The catabolism of the novel plasminogen activator reteplase (BM 06.022) was described. For this purpose BM 06.022 was radiolabelled with 125I or with the accumulating label 125I-tyramine cellobiose (125I-TC). BM 06.022 was injected at a pharmacological dose of 380 micrograms/kg b.w. and it was cleared from the plasma in a biphasic manner with a half-life of about 1 min in the alpha-phase and t1/2 of 20-28 min in the beta-phase. 28% and 72% of the injected dose was cleared in the alpha-phase and beta-phase, respectively. Initially liver, kidneys, skin, bones, lungs, spleen, and muscles contributed mainly to the plasma clearance. Only liver and the kidneys, however, were responsible for the uptake and subsequent degradation of BM 06.022 and contributed for 75% to the catabolism of BM 06.022. BM 06.022 was degraded in the lysosomal compartment of both organs.
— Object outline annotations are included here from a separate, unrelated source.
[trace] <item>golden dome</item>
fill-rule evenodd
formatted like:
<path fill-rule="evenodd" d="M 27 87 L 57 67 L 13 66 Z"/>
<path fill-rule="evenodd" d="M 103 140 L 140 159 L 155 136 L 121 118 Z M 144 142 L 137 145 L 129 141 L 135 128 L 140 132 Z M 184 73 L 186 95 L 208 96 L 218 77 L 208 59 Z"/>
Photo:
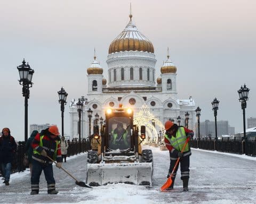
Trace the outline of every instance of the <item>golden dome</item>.
<path fill-rule="evenodd" d="M 154 53 L 152 42 L 141 33 L 130 20 L 124 30 L 111 42 L 108 54 L 124 51 L 143 51 Z"/>
<path fill-rule="evenodd" d="M 107 84 L 107 80 L 105 78 L 102 78 L 102 85 L 106 85 Z"/>
<path fill-rule="evenodd" d="M 170 56 L 167 55 L 167 60 L 164 62 L 164 65 L 161 67 L 161 73 L 164 74 L 166 73 L 176 73 L 177 68 L 169 59 Z"/>
<path fill-rule="evenodd" d="M 87 69 L 88 74 L 102 74 L 103 69 L 100 64 L 96 61 L 96 56 L 94 57 L 94 60 Z"/>
<path fill-rule="evenodd" d="M 156 79 L 156 82 L 158 84 L 161 84 L 162 83 L 162 78 L 161 76 L 158 76 L 157 79 Z"/>

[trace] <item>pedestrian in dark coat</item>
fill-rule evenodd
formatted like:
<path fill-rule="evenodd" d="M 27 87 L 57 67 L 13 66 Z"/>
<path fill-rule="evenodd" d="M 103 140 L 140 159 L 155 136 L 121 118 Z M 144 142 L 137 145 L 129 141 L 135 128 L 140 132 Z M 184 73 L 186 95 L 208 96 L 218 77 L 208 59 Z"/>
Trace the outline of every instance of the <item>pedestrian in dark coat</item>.
<path fill-rule="evenodd" d="M 30 170 L 30 175 L 32 174 L 32 155 L 33 154 L 34 149 L 32 148 L 31 144 L 33 141 L 35 137 L 38 133 L 37 130 L 34 130 L 31 133 L 30 137 L 28 138 L 28 141 L 26 143 L 26 154 L 28 156 L 28 165 L 29 169 Z"/>
<path fill-rule="evenodd" d="M 10 176 L 12 162 L 16 151 L 17 144 L 14 138 L 11 136 L 11 131 L 5 128 L 2 131 L 2 136 L 0 138 L 0 163 L 2 171 L 5 178 L 4 183 L 9 185 Z"/>

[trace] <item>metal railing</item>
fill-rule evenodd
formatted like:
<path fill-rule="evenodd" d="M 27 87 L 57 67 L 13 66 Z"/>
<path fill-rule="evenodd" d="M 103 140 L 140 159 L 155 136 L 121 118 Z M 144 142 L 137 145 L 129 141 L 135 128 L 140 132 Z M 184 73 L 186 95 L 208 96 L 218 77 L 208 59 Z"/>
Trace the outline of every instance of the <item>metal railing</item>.
<path fill-rule="evenodd" d="M 91 144 L 88 140 L 83 140 L 82 141 L 72 140 L 71 141 L 68 140 L 67 142 L 68 143 L 67 157 L 88 151 L 91 149 Z M 17 149 L 12 163 L 12 173 L 23 172 L 26 167 L 28 167 L 24 165 L 23 162 L 26 153 L 25 144 L 25 142 L 19 142 L 17 144 Z"/>
<path fill-rule="evenodd" d="M 256 139 L 247 140 L 223 138 L 220 140 L 203 138 L 198 140 L 194 139 L 189 141 L 190 147 L 194 148 L 217 150 L 224 152 L 229 152 L 256 157 Z"/>

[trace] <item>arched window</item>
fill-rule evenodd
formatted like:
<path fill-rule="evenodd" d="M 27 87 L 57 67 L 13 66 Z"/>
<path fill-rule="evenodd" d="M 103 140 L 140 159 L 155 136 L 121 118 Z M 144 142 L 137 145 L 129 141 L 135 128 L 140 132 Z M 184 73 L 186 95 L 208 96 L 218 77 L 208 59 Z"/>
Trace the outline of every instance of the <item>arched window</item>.
<path fill-rule="evenodd" d="M 142 80 L 142 68 L 140 67 L 140 80 Z"/>
<path fill-rule="evenodd" d="M 124 70 L 121 68 L 121 80 L 124 80 Z"/>
<path fill-rule="evenodd" d="M 130 68 L 130 79 L 133 80 L 133 67 Z"/>
<path fill-rule="evenodd" d="M 97 81 L 96 80 L 92 81 L 92 90 L 93 91 L 97 90 Z"/>
<path fill-rule="evenodd" d="M 114 70 L 114 81 L 116 81 L 116 69 Z"/>
<path fill-rule="evenodd" d="M 170 79 L 167 80 L 167 90 L 172 89 L 172 80 Z"/>

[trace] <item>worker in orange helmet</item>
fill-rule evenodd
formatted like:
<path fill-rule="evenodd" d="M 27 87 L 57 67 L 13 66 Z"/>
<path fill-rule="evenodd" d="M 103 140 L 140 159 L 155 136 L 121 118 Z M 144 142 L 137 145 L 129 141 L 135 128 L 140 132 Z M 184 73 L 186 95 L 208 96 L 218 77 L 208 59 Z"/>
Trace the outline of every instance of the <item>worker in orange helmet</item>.
<path fill-rule="evenodd" d="M 61 167 L 62 159 L 59 134 L 57 126 L 53 125 L 42 130 L 40 133 L 37 133 L 32 142 L 34 152 L 32 156 L 33 169 L 31 176 L 31 195 L 39 193 L 39 181 L 43 170 L 47 181 L 48 194 L 58 193 L 55 188 L 52 162 L 47 156 L 57 160 L 57 167 Z"/>
<path fill-rule="evenodd" d="M 178 126 L 168 121 L 165 124 L 166 130 L 164 135 L 164 142 L 165 146 L 170 152 L 170 168 L 167 176 L 169 177 L 175 165 L 178 157 L 180 158 L 180 171 L 181 174 L 181 179 L 183 181 L 183 190 L 188 191 L 188 180 L 189 179 L 189 156 L 191 155 L 190 148 L 188 143 L 185 147 L 184 151 L 181 152 L 181 149 L 184 146 L 187 137 L 191 139 L 194 136 L 194 132 L 182 126 Z M 179 165 L 174 173 L 172 175 L 172 184 L 166 190 L 173 189 L 176 173 Z"/>

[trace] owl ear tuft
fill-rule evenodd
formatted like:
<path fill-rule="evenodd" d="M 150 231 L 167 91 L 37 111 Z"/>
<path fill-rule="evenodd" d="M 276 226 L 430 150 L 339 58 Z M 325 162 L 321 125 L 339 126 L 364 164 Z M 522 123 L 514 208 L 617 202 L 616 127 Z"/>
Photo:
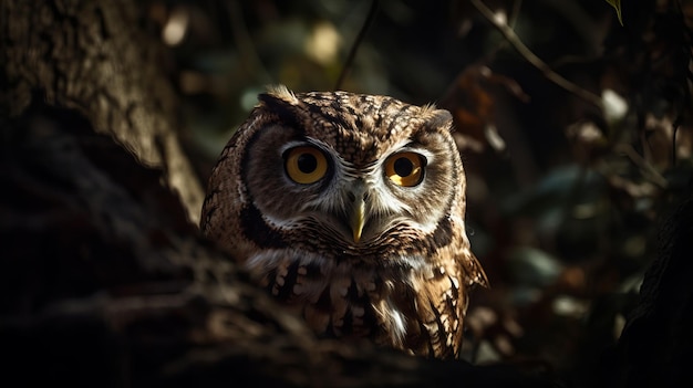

Parenchymal liver cells were responsible for 70% of the liver uptake of BM 06.022. BM 06.022 associated rapidly to isolated rat parenchymal liver cells and was subsequently degraded in the lysosomal compartment of these cells. BM 06.022 bound with low-affinity to the parenchymal liver cells (550 nM) and the binding of BM 06.022 could be displaced by t-PA (IC50 5.6 nM), indicating that the low-density lipoprotein receptor-related protein (LRP) could be involved in the binding of BM 06.22. GST-RAP, which is an inhibitor of LRP, could in vivo significantly inhibit the uptake of BM 06.022 in the liver. It is concluded that BM 06.22 is metabolized primarily in the liver and the kidneys. These organs take up and degrade BM 06.022 in the lysosomes. The uptake mechanism of BM 06.022 in the kidneys is unknown, while LRP is responsible for a low affinity binding and uptake of BM 06.022 in parenchymal liver cells.